LeBlanc v. Unifund CCR Partners

601 F.3d 1185, 2010 U.S. App. LEXIS 6501, 2010 WL 1200691
CourtCourt of Appeals for the Eleventh Circuit
DecidedMarch 30, 2010
Docket08-16031
StatusPublished
Cited by237 cases

This text of 601 F.3d 1185 (LeBlanc v. Unifund CCR Partners) is published on Counsel Stack Legal Research, covering Court of Appeals for the Eleventh Circuit primary law. Counsel Stack provides free access to over 12 million legal documents including statutes, case law, regulations, and constitutions.

Bluebook
LeBlanc v. Unifund CCR Partners, 601 F.3d 1185, 2010 U.S. App. LEXIS 6501, 2010 WL 1200691 (11th Cir. 2010).

Opinion

PER CURIAM:

Unifund CCR Partners, G.P., and its general partners, Credit Card Receivables Fund, Inc., and ZB Limited Partners, appeal the partial grant of summary judgment in favor of Plaintiff Joseph LeBlanc (“LeBlanc”). LeBlanc brought suit against Unifund CCR Partners, G.P. (“Unifund”), Credit Card Receivables Fund, Inc., and ZB Limited Partners for violating both the federal Fair Debt Collection Practices Act, 15 U.S.C. § 1692, and the Florida Consumer Collection Practices Act, Fla. Stat. Chapter 559. Although Unifund was largely successful in defending LeBlanc’s claims, the district court found in favor of LeBlanc on his federal claims under Sections 1692e(5) and 1692f. For the reasons set forth herein, we reverse the district court’s summary judgment order and remand Plaintiffs causes of action pursuant to 15 U.S.C. §§ 1692e(5) and 1692f for consideration by a jury.

I.

Joseph LeBlanc is a resident of Tampa, Florida, and a “consumer” within the meaning of the federal Fair Debt Collection Practices Act (“FDCPA”) and the Florida Consumer Collection Practices Act (“FCCPA”). 1 The debt sought to be collected is a “consumer debt” within the meaning of the acts. 2 (Am.Compl. ¶ 2) *1188 Unifund is a general partnership organization incorporated under the laws of Ohio and is in the business of purchasing and collecting consumer debt. As such, Uni-fund is a “debt collector” for purposes of the FDCPA. 3 Credit Card Receivables Fund, Inc. (“CCRF”) and ZB Limited Partners (“ZB”) are Unifund’s general partners. Aside from the entities’ relationship with Unifund, CCRF and ZB are not directly involved in the debt collection activity being challenged. None of the defendants were registered as “consumer collection agencies” with the State of Florida. 4

In or around February 2003, LeBlane quit making payments towards a credit card account he had with Bank One, Delaware (“Bank One”). (LeBlane Dep. at 17) Effective August 24, 2004, Unifund purchased LeBlanc’s charged off credit card account from Bank One. 5 Bank One was owned by JP Morgan Chase or one of its subsidiaries. Unifund received all of its information on the LeBlane account from Bank One, including a statement reflecting a balance due of $11,535.94 and interest at an annual percentage rate of 19.99%.

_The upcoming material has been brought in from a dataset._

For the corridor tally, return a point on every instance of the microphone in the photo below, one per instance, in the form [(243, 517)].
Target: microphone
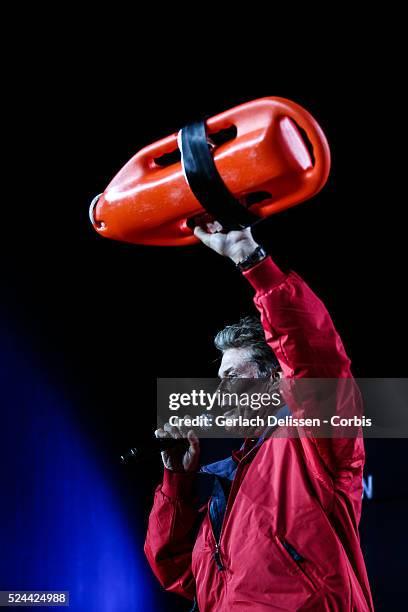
[(152, 447)]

On or about November 8, 2005, LeBlane received a letter from Unifund informing him Unifund had purchased LeBlanc’s charged off debt from Bank One. (Pl.’s Summ. J. Br. Exibit B). The letter sent to LeBlane purported to be from Unifund’s “Legal Department.” The letter referenced the account number as: “4417129736239563 NAT. ASSC. OF RLTORS(LOGO) PLAT,” identified the account’s inception date as “02/10/2002,” explained that interest had been accruing since the account “was charged off on 9/30/2003,” and averred that the credit card account had “a current balance of $17,216.12.” As required by statute, the letter advised LeBlane that he had thirty days to dispute the debt or it would be assumed valid. See 15 U.S.C. § 1692g. The letter included the following express warnings:

“If we are unable to resolve this issue within 35 days we may refer this matter to an attorney in your area for legal consideration. If suit is filed and if judgment is rendered against you, we will collect payment utilizing all methods legally available to us, subject to your rights below.”
“This communication is from a debt collector. This is an attempt to collect a debt and any information obtained will be used for that purpose.”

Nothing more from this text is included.